A single syllable can be a challenging practice. We tend to do the syllable again and again. Mantras of several syllables give a different challenge - each syllable in a mantra like oṃ maṇipadme hūṃ has it's own form and harmony. The intense focus of the bīja must broaden out to encompass the multiplicity of forms. A long mantra, like the 100 syllable Vajrasattva Mantra or some of the long dhāraṇīs are another challenge. When working with ink on paper, the slightest lapse in concentration results in an error. The paper is then ruined and one must start again. I once did calligraphy of the Heart Sutra which is almost 500 syllables. The effort was a great strain and I don't know if I could manage it again! 500 syllables without a significant error in writing. This took careful planning and study of the Sanskrit, and was certainly not achieved on the first attempt. It is the sort of thing best attempted whilst on a solitary retreat I think.
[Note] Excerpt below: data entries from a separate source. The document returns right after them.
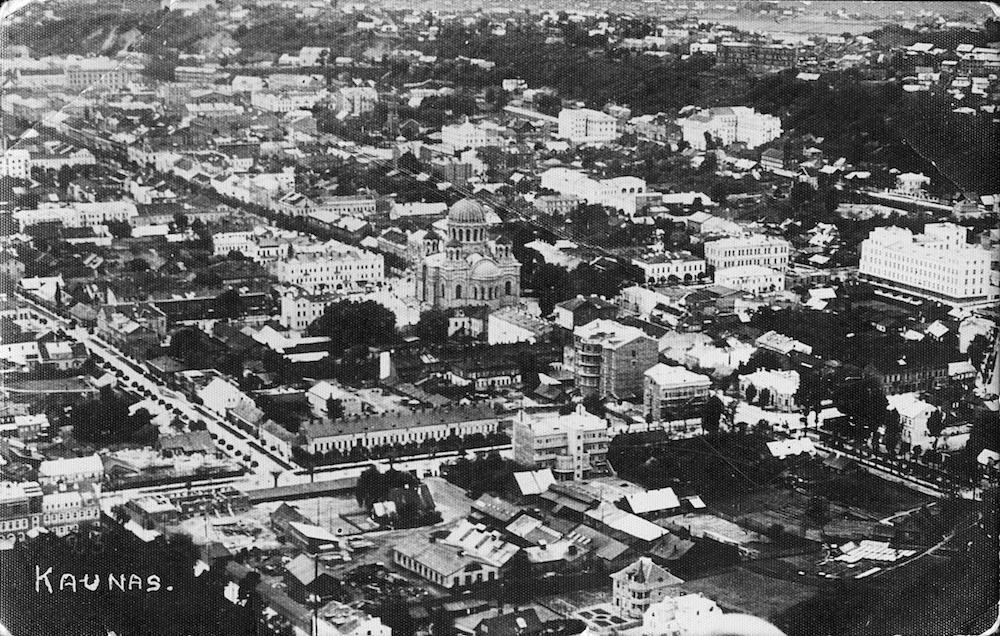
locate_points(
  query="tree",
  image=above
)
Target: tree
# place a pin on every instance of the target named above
(935, 423)
(334, 408)
(432, 326)
(977, 350)
(711, 415)
(764, 399)
(106, 420)
(228, 304)
(353, 324)
(893, 431)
Clearly calligraphy is a good śamatha practice, but it has the potential to be a vipaśyanā practice as well. The close examination of the tiny differences, and the attention to what happens when we set off to write something, can allow us to see just how our mind works to create experience. The interconnectedness of mind and body, and the interplay of the two in calligraphy show us something about the interconnectedness of the phenomenal world.

Those who merely cut and paste, or who use fonts instead of spending years learning the script and putting in the 100s and the 1000s of hours required to become proficient, are really missing the point. Some people seem to think that calligraphy is just images to be consumed, owned or tattooed. But that is only the most superficial and naive response to the art. Perfection is something that we each, individually strive for. Without the striving there is no perfection. Simply copying the master is not enough, even if one does it by hand. Owning an image is truly worthless. On his funny, if coarse, blog "Shit my Dad says" Justin Halpern recalls showing off his newly acquired cellphone to his now infamously cantankerous father. Dad replies:

"Son, no one gives a shit about all the things your cell phone does. You didn't invent it, you just bought it. Anybody can do that."

My own favourite calligrapher (there aren't that many of us) is Tashi Mannox (website and blog). Tashi first trained as an artist, and then spent 17 years an a monastic scribe. It shows both in his art, and in his manner (I would say from our correspondence and one meeting ). Tashi makes amazing and inspiring works of calligraphic art, I would say he's a master calligrapher. But in some ways I prefer my own calligraphy, because it is the result of my own striving. I draw inspiration from Tashi's work, but I would never be content merely to own something he did (though I do have a few samples he kindly gave me when I visited him in London a couple of years ago). I learn so much more from keeping up my own practice. I hope that others are inspired to take up the art of calligraphy - it has been a very rewarding practice for me.